As Jim says, it's a messed-up state that systematically creates poverty through the enforcement of special privilege, and then uses welfare programs to ameliorate a small part of the poverty and inequality caused by its own policies. "But it’s a messed-up libertarianism that looks at that situation and says, 'Man, first thing we gotta do is get rid of that welfare!'" Or as I once put it,

If the privilege remains, statist "corrective" action will be the inevitable result. That's why I don't get too bent out of shape about the statism of the minimum wage or overtime laws--in my list of statist evils, the guys who are breaking legs rank considerably higher than the ones handing out government crutches. All too many libertarians could care less about the statism that causes the problems of income disparity, but go ballistic over the statism intended to alleviate it. It's another example of the general rule that statism that helps the rich is kinda sorta bad, maybe, I guess, but statism that helps the poor is flaming red ruin on wheels.

2. Howard Zinn:
Would I support one candidate against another? Yes, for two minutes-the amount of time it takes to pull the lever down in the voting booth.

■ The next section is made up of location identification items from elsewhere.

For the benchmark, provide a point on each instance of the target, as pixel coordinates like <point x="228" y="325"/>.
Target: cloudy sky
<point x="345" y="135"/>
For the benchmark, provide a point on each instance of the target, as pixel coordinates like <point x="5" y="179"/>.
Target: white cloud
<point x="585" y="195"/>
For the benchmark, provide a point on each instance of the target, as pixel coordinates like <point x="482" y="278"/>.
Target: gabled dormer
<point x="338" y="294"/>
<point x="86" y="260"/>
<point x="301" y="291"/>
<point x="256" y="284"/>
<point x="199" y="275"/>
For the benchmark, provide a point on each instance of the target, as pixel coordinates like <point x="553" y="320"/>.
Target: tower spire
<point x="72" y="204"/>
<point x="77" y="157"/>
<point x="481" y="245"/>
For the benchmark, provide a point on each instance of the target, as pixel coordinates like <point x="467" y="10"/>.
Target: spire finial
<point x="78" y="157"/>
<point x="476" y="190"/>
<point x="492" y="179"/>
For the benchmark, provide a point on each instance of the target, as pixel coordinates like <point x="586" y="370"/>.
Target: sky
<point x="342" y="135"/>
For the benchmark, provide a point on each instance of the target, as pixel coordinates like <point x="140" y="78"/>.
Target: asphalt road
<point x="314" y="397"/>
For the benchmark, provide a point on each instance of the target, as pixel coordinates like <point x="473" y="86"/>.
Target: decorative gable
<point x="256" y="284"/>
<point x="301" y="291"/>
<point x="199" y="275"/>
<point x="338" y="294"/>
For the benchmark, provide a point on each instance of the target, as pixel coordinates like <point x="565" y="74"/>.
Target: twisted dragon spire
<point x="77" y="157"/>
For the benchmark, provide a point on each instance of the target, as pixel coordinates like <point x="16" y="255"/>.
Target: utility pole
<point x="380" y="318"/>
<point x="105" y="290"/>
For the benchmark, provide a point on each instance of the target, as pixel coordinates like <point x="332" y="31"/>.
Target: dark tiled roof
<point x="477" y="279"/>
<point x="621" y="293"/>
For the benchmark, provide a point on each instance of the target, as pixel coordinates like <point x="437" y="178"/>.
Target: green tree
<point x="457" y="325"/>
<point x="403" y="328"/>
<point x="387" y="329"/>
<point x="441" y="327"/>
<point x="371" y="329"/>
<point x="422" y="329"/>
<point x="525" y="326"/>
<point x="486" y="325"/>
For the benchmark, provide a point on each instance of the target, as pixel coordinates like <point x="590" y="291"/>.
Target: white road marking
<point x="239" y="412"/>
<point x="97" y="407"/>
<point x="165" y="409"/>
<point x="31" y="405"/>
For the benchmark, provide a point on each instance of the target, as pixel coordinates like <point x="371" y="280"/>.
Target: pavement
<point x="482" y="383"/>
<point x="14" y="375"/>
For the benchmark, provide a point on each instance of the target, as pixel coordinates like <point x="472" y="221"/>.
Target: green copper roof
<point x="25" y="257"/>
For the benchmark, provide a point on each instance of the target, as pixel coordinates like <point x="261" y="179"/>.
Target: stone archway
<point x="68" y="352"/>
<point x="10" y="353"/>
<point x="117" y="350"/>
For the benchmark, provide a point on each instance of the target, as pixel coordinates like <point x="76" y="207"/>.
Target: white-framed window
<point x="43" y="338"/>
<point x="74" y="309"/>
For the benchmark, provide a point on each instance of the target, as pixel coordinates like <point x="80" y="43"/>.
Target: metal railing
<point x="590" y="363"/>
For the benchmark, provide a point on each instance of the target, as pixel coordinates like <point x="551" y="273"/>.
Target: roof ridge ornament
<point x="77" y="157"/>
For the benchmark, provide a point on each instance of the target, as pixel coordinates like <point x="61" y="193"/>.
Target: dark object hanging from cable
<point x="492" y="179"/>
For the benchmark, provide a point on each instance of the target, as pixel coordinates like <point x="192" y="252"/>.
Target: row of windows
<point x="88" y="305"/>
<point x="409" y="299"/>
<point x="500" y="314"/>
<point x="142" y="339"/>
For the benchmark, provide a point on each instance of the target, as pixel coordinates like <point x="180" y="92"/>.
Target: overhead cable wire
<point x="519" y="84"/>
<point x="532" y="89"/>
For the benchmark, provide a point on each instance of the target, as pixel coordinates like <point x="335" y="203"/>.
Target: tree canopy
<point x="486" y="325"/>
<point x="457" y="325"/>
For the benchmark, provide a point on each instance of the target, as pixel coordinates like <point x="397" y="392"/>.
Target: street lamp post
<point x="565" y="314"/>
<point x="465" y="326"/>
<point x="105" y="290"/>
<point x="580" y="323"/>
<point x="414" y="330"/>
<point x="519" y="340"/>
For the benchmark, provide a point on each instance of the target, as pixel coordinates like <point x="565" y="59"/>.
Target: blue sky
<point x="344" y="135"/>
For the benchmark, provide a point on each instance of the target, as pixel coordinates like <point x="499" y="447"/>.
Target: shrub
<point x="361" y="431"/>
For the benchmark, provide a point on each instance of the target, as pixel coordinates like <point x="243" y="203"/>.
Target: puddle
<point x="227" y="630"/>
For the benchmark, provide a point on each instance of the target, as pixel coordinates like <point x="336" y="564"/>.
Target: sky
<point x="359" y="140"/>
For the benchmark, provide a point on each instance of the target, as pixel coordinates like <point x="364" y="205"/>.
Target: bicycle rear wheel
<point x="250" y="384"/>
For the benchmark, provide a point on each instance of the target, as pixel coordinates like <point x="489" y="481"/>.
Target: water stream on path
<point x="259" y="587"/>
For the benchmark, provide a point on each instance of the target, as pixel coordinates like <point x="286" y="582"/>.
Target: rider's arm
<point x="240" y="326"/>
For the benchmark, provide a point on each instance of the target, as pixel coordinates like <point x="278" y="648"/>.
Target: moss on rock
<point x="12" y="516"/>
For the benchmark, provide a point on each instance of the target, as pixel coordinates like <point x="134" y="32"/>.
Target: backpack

But before and after those two minutes, our time, our energy, should be spent in educating, agitating, organizing our fellow citizens in the workplace, in the neighborhood, in the schools. Our objective should be to build, painstakingly, patiently but energetically, a movement that, when it reaches a certain critical mass, would shake whoever is in the White House, in Congress, into changing national policy on matters of war and social justice....

In 1934, early in the Roosevelt Presidency, strikes broke out all over the country, including a general strike in Minneapolis, a general strike in San Francisco, hundreds of thousands on strike in the textile mills of the South. Unemployed councils formed all over the country. Desperate people were taking action on their own, defying the police to put back the furniture of evicted tenants, and creating self-help organizations with hundreds of thousands of members.

3. The Solidarity Economy Network (the subject of this post) now has its own website: The U.S. Solidarity Economy Network (SEN): Supporting & connecting the emerging U.S. solidarity economy movement.